Sure enough, Dr. Singh (now in charge of his own lab at Einstein) found that autophagy also occurred in these crucially important neurons. More specifically, when starvation switches on autophagy in these neurons, small fat droplets within the neurons are digested; this produces free fatty acids, which boost levels of a neuronal molecule that prompts the animal to begin feeding.
The next step was for Dr. Singh to use genetic engineering techniques to shut down autophagy in those "hunger neurons" of the brain. The result? Mice whose neurons could not activate autophagy following an overnight fast ate less than mice in which autophagy remained intact. Those important findings were published last year in Cell Metabolism, with followup work published in EMBO Reports this year.
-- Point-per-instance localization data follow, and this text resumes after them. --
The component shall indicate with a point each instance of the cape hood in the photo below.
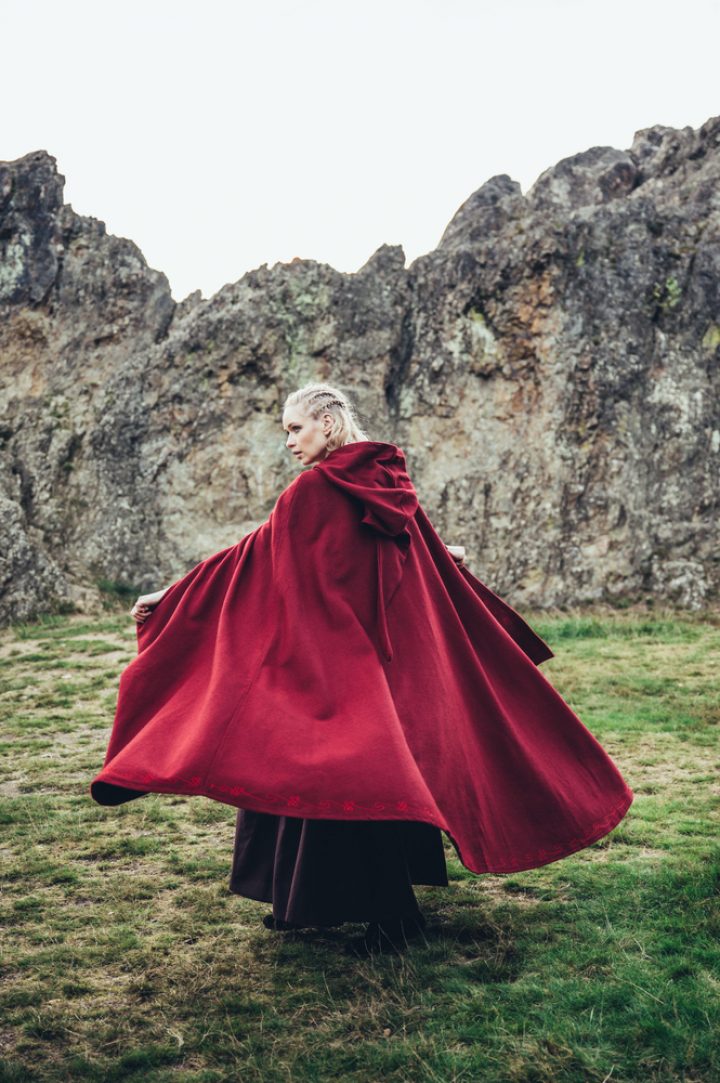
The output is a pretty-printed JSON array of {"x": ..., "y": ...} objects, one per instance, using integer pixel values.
[{"x": 336, "y": 663}]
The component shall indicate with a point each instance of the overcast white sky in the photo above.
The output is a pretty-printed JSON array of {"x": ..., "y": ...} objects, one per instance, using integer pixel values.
[{"x": 220, "y": 135}]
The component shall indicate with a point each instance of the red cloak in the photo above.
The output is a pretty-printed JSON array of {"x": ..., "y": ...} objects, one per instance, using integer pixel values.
[{"x": 336, "y": 663}]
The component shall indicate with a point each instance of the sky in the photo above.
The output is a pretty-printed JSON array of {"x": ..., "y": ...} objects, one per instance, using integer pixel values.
[{"x": 221, "y": 135}]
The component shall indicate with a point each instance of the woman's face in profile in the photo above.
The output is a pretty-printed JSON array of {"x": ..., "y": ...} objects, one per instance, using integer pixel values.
[{"x": 306, "y": 436}]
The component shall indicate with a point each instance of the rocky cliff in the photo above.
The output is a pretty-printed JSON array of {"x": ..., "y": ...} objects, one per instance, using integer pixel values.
[{"x": 550, "y": 370}]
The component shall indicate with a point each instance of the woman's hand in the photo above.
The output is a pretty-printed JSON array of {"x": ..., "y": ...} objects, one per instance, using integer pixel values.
[
  {"x": 457, "y": 552},
  {"x": 145, "y": 604}
]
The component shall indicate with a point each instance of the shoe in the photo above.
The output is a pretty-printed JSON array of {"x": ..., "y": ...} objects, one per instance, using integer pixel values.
[
  {"x": 387, "y": 938},
  {"x": 277, "y": 925}
]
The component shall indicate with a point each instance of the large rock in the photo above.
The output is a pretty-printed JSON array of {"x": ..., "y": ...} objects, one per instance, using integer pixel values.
[{"x": 550, "y": 370}]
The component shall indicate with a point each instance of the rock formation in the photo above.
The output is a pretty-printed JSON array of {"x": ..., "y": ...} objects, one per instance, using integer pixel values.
[{"x": 550, "y": 370}]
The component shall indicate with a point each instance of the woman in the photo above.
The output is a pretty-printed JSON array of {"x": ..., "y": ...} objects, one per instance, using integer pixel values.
[{"x": 343, "y": 679}]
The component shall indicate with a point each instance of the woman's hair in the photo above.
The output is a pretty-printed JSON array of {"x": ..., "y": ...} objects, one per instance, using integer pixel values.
[{"x": 317, "y": 399}]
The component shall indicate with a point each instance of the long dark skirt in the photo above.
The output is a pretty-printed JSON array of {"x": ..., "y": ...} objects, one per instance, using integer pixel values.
[{"x": 326, "y": 872}]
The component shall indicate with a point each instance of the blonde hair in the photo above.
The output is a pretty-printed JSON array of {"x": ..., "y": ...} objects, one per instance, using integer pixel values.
[{"x": 317, "y": 399}]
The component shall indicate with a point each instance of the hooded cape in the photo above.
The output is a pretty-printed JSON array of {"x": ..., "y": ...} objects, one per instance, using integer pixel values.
[{"x": 336, "y": 663}]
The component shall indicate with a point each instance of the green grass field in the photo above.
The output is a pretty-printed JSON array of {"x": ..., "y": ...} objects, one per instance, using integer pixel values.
[{"x": 125, "y": 957}]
"If we can identify the appropriate molecular targets and find the right drugs, we might be able to manipulate autophagy in an organ-specific manner to control obesity," says Dr. Singh. Promoting autophagy in the liver, he notes, could burn fat and prevent it from accumulating. By contrast, shutting it down elsewhere—in fat tissue and in nutrient-sensing neurons in the brain—could help curb appetite and keep us lean and healthy.
How does losing weight fight diabetes?
For overweight people with type 2 diabetes, losing 10 to 15 percent of total body weight can help lower blood sugar (glucose). That’s because being overweight causes a condition called insulin resistance, in which insulin that people produce—needed for moving glucose from the bloodstream and into cells—isn’t efficiently used by their bodies. So sugar levels in the blood become elevated, leading to type 2 diabetes.
For people who have type 2 diabetes, losing weight can help reverse insulin resistance: Their cells become more sensitive to insulin, allowing them to use insulin more efficiently. As a result, people with type 2 diabetes may be able to reduce—or even eliminate—the drugs they’re taking to normalize their blood sugar levels.